Associations take AML concerns to FMA
From this year, reporting entities are required to complete an annual return each year for the period from July 1 to June 30. The report has to be completed by August 30.
It asks for details of the business, including the number of transactions done each year, the gross value of transactions, details of clients and how those clients were signed up.
There are concerns that if every transaction has to be detailed, and an adviser has a lot of clients and contributions or withdrawals being made, each report could take a long time.
It has been suggested that a better option would be to monitor individual higher-risk clients rather than each transaction.
Murray Weatherston, of SiFA, confirmed there had been meetings with the FMA but said he could not say what had been discussed.

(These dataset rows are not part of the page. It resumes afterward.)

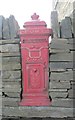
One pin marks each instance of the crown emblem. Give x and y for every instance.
(35, 16)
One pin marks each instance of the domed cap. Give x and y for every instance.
(35, 22)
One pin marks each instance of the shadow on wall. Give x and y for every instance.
(64, 28)
(8, 27)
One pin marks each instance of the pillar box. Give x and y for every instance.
(35, 58)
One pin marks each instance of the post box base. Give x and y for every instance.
(35, 102)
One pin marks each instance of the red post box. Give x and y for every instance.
(35, 58)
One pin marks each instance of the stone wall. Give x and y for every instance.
(61, 77)
(60, 85)
(8, 27)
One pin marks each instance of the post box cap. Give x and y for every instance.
(35, 22)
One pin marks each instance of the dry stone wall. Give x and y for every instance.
(8, 27)
(61, 68)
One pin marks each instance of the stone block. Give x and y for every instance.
(1, 22)
(60, 65)
(11, 87)
(11, 66)
(6, 60)
(60, 44)
(58, 85)
(11, 75)
(11, 80)
(8, 41)
(11, 102)
(66, 103)
(71, 93)
(12, 54)
(12, 94)
(6, 32)
(13, 26)
(54, 23)
(58, 94)
(54, 112)
(66, 28)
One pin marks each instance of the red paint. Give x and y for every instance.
(34, 51)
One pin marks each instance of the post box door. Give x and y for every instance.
(35, 75)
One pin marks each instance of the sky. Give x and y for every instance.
(23, 9)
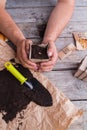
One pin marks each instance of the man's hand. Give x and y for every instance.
(53, 55)
(23, 52)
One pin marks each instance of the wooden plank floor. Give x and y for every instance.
(31, 17)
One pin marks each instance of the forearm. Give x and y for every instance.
(58, 19)
(9, 28)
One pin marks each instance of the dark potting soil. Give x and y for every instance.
(15, 97)
(39, 52)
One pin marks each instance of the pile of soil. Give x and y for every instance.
(13, 96)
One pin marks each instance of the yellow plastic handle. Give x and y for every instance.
(15, 72)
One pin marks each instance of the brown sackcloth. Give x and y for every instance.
(32, 116)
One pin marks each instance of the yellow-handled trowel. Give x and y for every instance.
(38, 93)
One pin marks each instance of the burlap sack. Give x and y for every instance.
(34, 117)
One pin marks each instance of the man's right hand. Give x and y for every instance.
(23, 52)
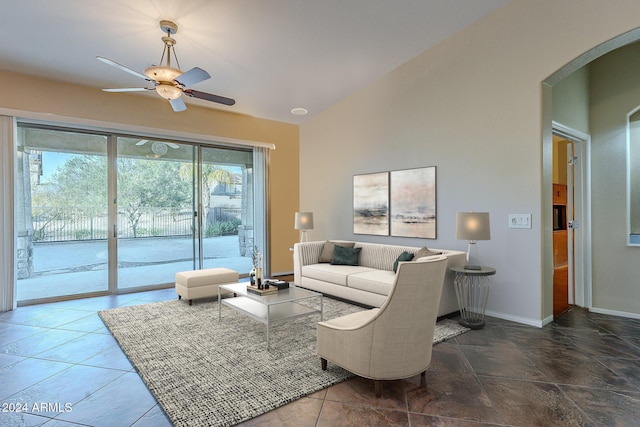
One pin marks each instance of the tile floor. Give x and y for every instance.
(60, 363)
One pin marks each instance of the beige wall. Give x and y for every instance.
(111, 110)
(473, 107)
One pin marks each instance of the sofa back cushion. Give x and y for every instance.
(328, 249)
(382, 257)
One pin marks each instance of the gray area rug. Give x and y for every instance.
(218, 373)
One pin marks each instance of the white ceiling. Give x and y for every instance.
(269, 55)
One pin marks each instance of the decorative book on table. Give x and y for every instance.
(254, 290)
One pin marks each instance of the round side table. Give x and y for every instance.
(472, 291)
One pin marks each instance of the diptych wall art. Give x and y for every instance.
(398, 203)
(371, 204)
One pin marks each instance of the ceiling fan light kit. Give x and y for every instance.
(170, 82)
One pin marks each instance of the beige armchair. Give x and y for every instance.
(395, 340)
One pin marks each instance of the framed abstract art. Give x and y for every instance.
(371, 204)
(413, 203)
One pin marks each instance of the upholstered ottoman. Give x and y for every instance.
(203, 283)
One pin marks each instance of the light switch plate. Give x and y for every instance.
(519, 220)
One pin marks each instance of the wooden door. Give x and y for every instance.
(560, 256)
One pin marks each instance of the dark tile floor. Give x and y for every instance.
(59, 366)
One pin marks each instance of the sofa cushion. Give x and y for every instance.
(424, 251)
(376, 281)
(346, 256)
(336, 274)
(404, 256)
(327, 249)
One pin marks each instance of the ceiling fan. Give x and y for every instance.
(170, 82)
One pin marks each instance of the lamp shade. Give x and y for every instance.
(304, 221)
(473, 226)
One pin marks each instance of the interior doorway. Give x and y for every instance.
(571, 238)
(563, 220)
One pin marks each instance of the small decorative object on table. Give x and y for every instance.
(253, 289)
(280, 284)
(255, 260)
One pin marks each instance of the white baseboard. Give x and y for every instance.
(524, 320)
(614, 313)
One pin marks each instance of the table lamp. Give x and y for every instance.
(472, 226)
(304, 222)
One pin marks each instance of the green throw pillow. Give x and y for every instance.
(404, 256)
(345, 256)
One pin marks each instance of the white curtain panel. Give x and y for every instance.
(260, 197)
(7, 240)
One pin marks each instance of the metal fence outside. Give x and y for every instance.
(59, 224)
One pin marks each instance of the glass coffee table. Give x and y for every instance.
(268, 309)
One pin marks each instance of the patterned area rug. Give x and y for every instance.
(218, 373)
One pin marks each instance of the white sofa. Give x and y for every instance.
(369, 282)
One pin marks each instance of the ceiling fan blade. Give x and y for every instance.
(122, 67)
(128, 89)
(209, 97)
(178, 105)
(191, 77)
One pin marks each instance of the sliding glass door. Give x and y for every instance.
(227, 208)
(61, 214)
(106, 213)
(157, 212)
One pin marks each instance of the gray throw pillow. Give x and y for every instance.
(327, 250)
(346, 256)
(404, 256)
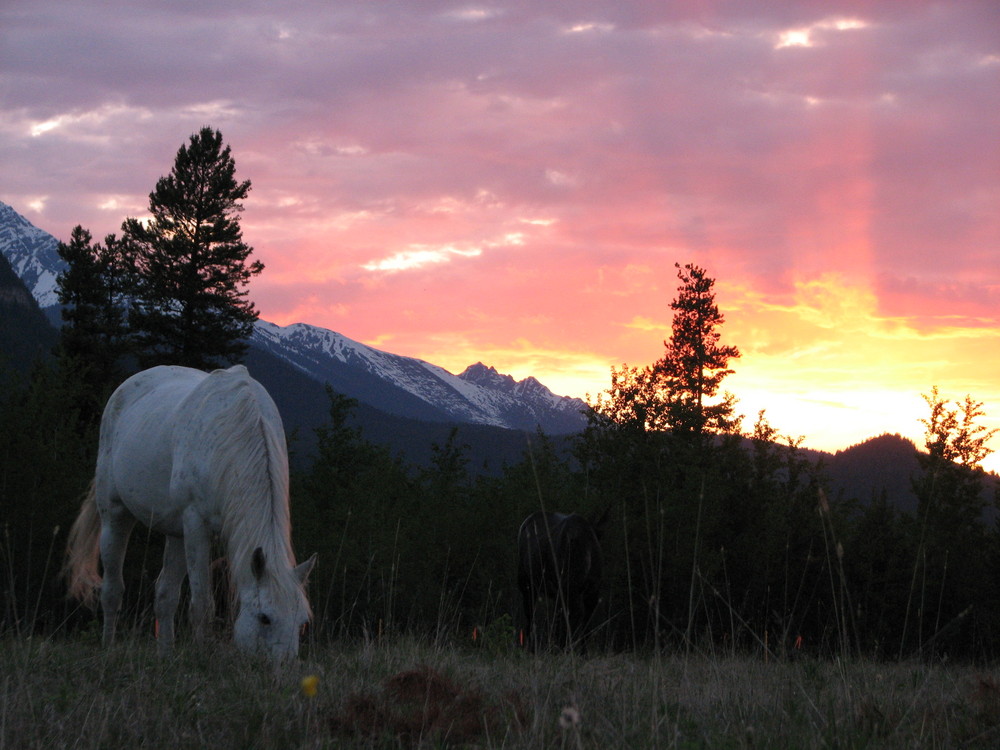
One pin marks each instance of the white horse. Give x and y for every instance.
(190, 454)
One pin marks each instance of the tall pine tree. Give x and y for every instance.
(191, 306)
(94, 340)
(695, 363)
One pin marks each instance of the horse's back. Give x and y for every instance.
(159, 417)
(134, 461)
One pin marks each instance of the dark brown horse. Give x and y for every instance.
(559, 575)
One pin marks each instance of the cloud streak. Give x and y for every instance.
(513, 183)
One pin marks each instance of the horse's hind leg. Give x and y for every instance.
(116, 526)
(197, 552)
(168, 591)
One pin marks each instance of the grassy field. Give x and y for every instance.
(75, 694)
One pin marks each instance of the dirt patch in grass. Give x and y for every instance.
(421, 705)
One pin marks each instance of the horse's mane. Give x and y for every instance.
(250, 468)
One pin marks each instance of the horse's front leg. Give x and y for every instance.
(197, 552)
(116, 527)
(168, 591)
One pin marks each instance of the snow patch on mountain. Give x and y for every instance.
(32, 254)
(479, 395)
(392, 382)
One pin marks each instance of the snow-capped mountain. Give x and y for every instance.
(32, 254)
(399, 385)
(479, 395)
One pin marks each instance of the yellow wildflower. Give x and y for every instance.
(309, 685)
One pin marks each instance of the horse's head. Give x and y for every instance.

He said the AML reporting requirements could be onerous. “Our view is that the AML risk presented by financial advisers doesn’t seem to be anywhere near as large as the officials’ perception... many of us were surprised advisers got caught in the regime at all when lawyers don’t.”
Financial advisers had earlier been given a structural risk assessment by the regulator of medium/high.
A Securities Commission document said: “They are the contact point between investment product providers and customers. They have knowledge of, and opportunity to question, a customer, when product providers, who typically have limited or no customer contact, do not.”
The FMA is believed to have been open to discussion on the requirements.
Departing IFA president Nigel Tate had previously suggested the AML reporting be tied in with other financial adviser regulatory requirements, such as licensing. but Weatherston said that was not a solution because AML reporting is done by each reporting entity, not each individual adviser.